U. of Florida law school to name building for Miami lawyer Stephen Zack after $800,000 gift to promote diversity
The Miami Herald
September 12, 2011
The University of Florida’s law school will name a building after a prominent Miami attorney on Monday, following an $800,000 gift from the lawyer and his firm.
Stephen N. Zack, a UF law school alumnus and immediate past president of the American Bar Association, recently set up an endowment fund titled with his name. Zack, the first Hispanic president of the ABA, established the fund in concert with his firm, Boies, Schiller & Flexner, to promote diversity and to enhance academic programs at the law school.
With a 70 percent match from Florida’s Major Gifts Trust Fund, the endowment’s principal will come to $1.3 million. In general, universities invest endowments and use the annual income for programs, providing a continuing source of money for the school.

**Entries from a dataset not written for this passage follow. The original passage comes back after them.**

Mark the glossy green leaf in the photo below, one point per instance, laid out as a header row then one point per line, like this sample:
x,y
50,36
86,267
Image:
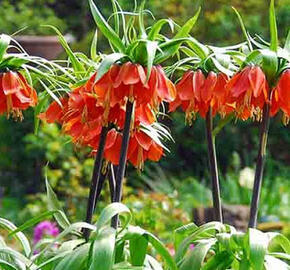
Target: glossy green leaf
x,y
257,247
10,227
254,57
276,241
170,48
152,264
33,221
53,261
108,61
195,258
244,29
76,260
156,28
134,232
273,27
13,62
287,42
76,64
181,233
7,265
220,261
269,64
161,250
207,230
103,250
17,256
138,249
4,43
105,28
151,47
222,123
112,210
72,229
272,263
94,46
54,205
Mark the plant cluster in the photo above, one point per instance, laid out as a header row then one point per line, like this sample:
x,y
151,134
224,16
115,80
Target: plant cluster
x,y
112,103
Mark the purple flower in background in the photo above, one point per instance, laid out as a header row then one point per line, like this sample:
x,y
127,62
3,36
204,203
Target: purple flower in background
x,y
45,228
191,246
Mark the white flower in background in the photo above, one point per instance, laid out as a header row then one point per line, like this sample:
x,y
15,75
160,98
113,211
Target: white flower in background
x,y
247,177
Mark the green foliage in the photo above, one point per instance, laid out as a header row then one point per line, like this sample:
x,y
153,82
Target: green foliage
x,y
218,246
17,15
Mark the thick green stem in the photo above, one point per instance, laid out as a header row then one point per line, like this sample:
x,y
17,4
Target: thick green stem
x,y
123,158
96,184
264,129
213,168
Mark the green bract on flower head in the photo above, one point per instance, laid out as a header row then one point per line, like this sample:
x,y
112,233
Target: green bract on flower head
x,y
272,58
135,42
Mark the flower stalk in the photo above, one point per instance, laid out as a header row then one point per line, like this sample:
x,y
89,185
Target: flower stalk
x,y
112,180
264,130
97,180
213,167
123,158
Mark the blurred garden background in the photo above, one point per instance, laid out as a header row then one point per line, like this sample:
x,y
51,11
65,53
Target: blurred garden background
x,y
166,193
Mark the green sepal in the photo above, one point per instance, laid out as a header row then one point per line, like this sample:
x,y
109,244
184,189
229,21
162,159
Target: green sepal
x,y
106,29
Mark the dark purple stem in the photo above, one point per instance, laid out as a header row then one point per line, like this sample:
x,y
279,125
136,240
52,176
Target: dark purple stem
x,y
123,158
264,130
213,168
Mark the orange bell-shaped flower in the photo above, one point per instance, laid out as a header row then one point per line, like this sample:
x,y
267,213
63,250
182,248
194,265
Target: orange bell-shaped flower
x,y
249,92
280,96
16,94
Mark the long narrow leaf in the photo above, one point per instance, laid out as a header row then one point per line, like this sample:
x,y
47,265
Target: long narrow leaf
x,y
273,27
103,250
10,227
54,205
4,43
106,29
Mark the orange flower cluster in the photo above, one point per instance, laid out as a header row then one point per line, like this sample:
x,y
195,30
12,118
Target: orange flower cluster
x,y
196,93
16,94
102,103
245,94
280,96
249,91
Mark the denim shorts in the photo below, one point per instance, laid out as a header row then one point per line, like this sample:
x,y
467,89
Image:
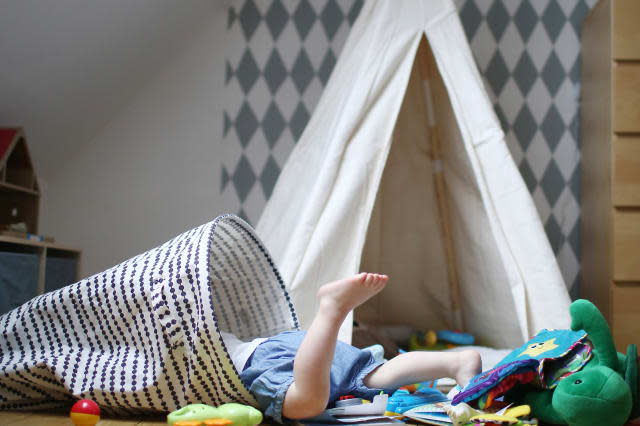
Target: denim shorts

On Monday, Zack will stand next to retired U.S. Supreme Court Justice Sandra Day O’Connor and former Florida governor and U.S. Sen. Bob Graham at the dedication ceremony. The brief ceremony will unveil the inscription with Zack’s name on one of the five buildings at UF’s Levin College of Law.
The event will be at noon, and will follow a lecture on judicial reform featuring distinguished panelists including O’Connor, former ABA president Martha Barnett, Judge Rosemary Barkett of the Eleventh U.S. Circuit Court of Appeals and Justice Peggy Quince of the Florida Supreme Court.
“I’m very honored,” Zack said.
Zack, who has worked with both Graham and O’Connor in the past, is happy that they will be handling the naming ceremony.